James Lee is part of the 2025 Charlotte-Mecklenburg Housing & Homelessness Strategy, which involves public, private and nonprofit sectors.


What You Need To Know

  • A joint effort aims to help prevent homelessness in the Charlotte area

  • The 2025 Charlotte-Mecklenburg Housing & Homeless Strategy is developing a five-year plan

  • James Lee, a community advocate and a person who has experienced homelessness, is part of the group

Cathy Bessant, chief operations and technology officer of Bank of America, and Eugene A. Woods, president and chief executive officer of Atrium Health, are leading this effort.

The group will produce a comprehensive plan to address housing instability and homelessness in Charlotte. According to Mecklenburg County, on a single night in the Charlotte-Mecklenburg area, there are 3,000 people experiencing homelessness.

Nonprofit organizations, including Roof Above and United Way of Central Carolinas, are part of the group.

“For us to address homelessness, we have to continue to address the lack of affordable housing in this community,” Roof Above CEO Liz Clasen-Kelly said.

Lee is a community advocate who plans community engagement events and connects people in need to resources. He said he experienced homelessness on and off since his divorce in 2002.
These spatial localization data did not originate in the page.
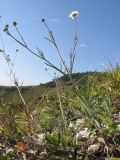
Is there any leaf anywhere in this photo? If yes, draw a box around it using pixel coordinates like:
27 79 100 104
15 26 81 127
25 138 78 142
17 142 26 152
106 158 120 160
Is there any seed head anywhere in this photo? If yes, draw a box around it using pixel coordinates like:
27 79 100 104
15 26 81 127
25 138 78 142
3 24 9 32
42 19 45 22
13 21 17 26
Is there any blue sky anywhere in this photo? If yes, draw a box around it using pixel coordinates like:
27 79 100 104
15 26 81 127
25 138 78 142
0 0 120 85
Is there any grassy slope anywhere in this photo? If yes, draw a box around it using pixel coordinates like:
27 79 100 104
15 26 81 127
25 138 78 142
0 72 103 102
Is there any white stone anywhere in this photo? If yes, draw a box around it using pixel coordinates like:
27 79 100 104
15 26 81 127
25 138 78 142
88 143 100 152
76 128 89 139
6 148 14 154
35 133 45 144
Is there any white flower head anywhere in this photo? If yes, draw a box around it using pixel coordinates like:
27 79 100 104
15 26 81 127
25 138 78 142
69 10 79 19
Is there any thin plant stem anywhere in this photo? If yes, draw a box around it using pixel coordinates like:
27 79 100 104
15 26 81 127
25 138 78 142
43 21 70 74
70 18 78 73
0 33 35 138
8 30 66 76
15 26 27 47
43 20 79 91
54 76 67 129
45 69 66 128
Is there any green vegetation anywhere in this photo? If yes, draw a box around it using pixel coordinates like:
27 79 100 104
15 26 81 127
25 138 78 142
0 11 120 160
0 69 120 159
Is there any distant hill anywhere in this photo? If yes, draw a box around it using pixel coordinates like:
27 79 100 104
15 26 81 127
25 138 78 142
0 72 103 102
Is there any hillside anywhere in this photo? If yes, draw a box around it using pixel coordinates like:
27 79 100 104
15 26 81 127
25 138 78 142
0 72 103 103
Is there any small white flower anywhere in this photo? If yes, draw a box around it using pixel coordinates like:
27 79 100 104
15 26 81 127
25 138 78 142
69 10 79 19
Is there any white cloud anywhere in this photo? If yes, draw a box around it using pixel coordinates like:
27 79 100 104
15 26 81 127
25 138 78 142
50 19 60 23
32 16 39 21
80 43 87 47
“I was doing OK for a little while, but then I was working for a church and then ... things just started ... getting behind because I started losing myself ... in my troubles and like I started giving up,” Lee said.

He said he turned to drugs to hide the pain and lived in a Charlotte park for 11 months. He remembers sleeping on a bench in the dugout of the baseball field.

“This was my safe haven,” Lee said.

In November 2018, a few years after his mother passed away, he decided to turn his life around.

“I found my purpose here, you know, even through the darkness,” Lee said.

He lived in transitional housing before sharing an apartment with a friend and her children.

Lee, who works for the Queens University’s Stan Greenspan Center for Peace and Social Justice as an affordable housing advocate, opened his own business earlier this year.

“For a lot of folks, all their needs aren't met, you know, and it's just not fair,” Lee said.

He looks forward now to help craft a plan to help end homelessness in the area.

“It’s exciting because I have an opportunity to speak first and folks that I care about,” Lee said.

Lee has ideas to increase affordable housing. His main goal is to help the group look beyond the data.

“I want you to see me with your heart. I want you to see me as a human being in all your discussions,” Lee said.

The 60-year-old is doing this work for the community in honor of his late mother.

“I want to honor what she gave me,” Lee said. "I want to honor her faith in me, in her son.”

The group will release a five-year plan to help end homelessness in October.